Every recipe blog has a 2,000-word essay before the actual recipe. That's not because the author loves writing — it's because Google's search algorithm rewards long-form content, and ad networks pay by the scroll. More scrolling = more ad impressions = more revenue. The recipe itself is 200 words buried under a memoir about a trip to Tuscany.
Most recipe sites embed their recipe data in a machine-readable format called schema.org/Recipe JSON-LD. This is the same structured data that Google uses to show recipe cards in search results — cooking time, servings, ingredients, and step-by-step instructions. When you paste the page source, this tool finds that structured data and renders just the recipe. If there's no JSON-LD, it falls back to common WordPress recipe plugin markup (WPRM, Tasty Recipes, Mediavine Create) and then to plain-text pattern matching. Everything runs in your browser — no server, no cookies, no tracking.
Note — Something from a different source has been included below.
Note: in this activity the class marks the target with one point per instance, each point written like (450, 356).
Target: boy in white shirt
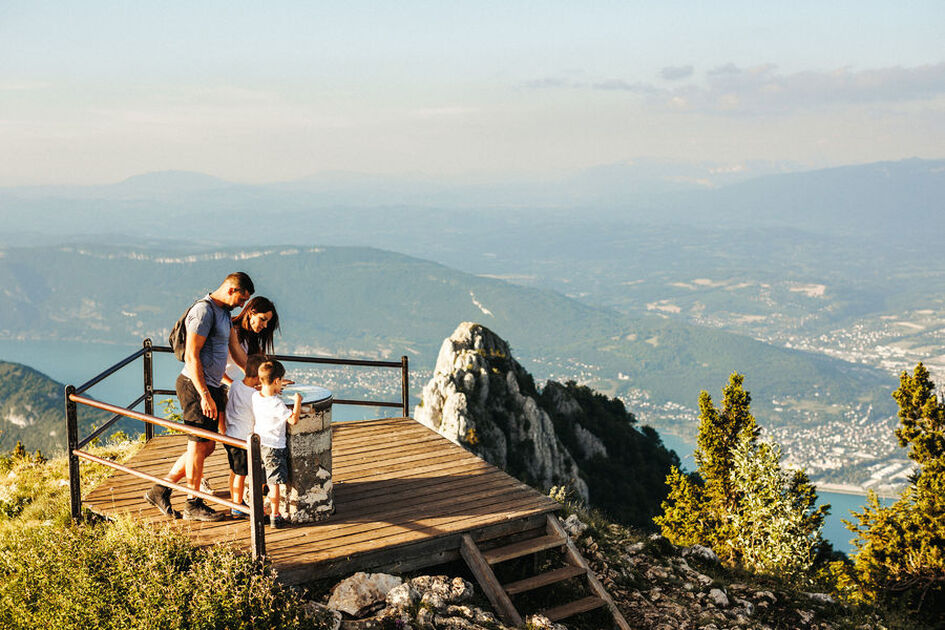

The most reliable method is pasting the full page source (Ctrl+U → Ctrl+A → Ctrl+C). This gives the tool access to the JSON-LD data in the page's <head> section, which contains the cleanest version of the recipe. If you just copy-paste the visible text from the page, the tool will try to parse it as plain text — it looks for lines that start with quantities (numbers, fractions) as ingredients and numbered or sequential lines as instructions. This works for simple recipes but may miss some details. For best results, always paste the full source.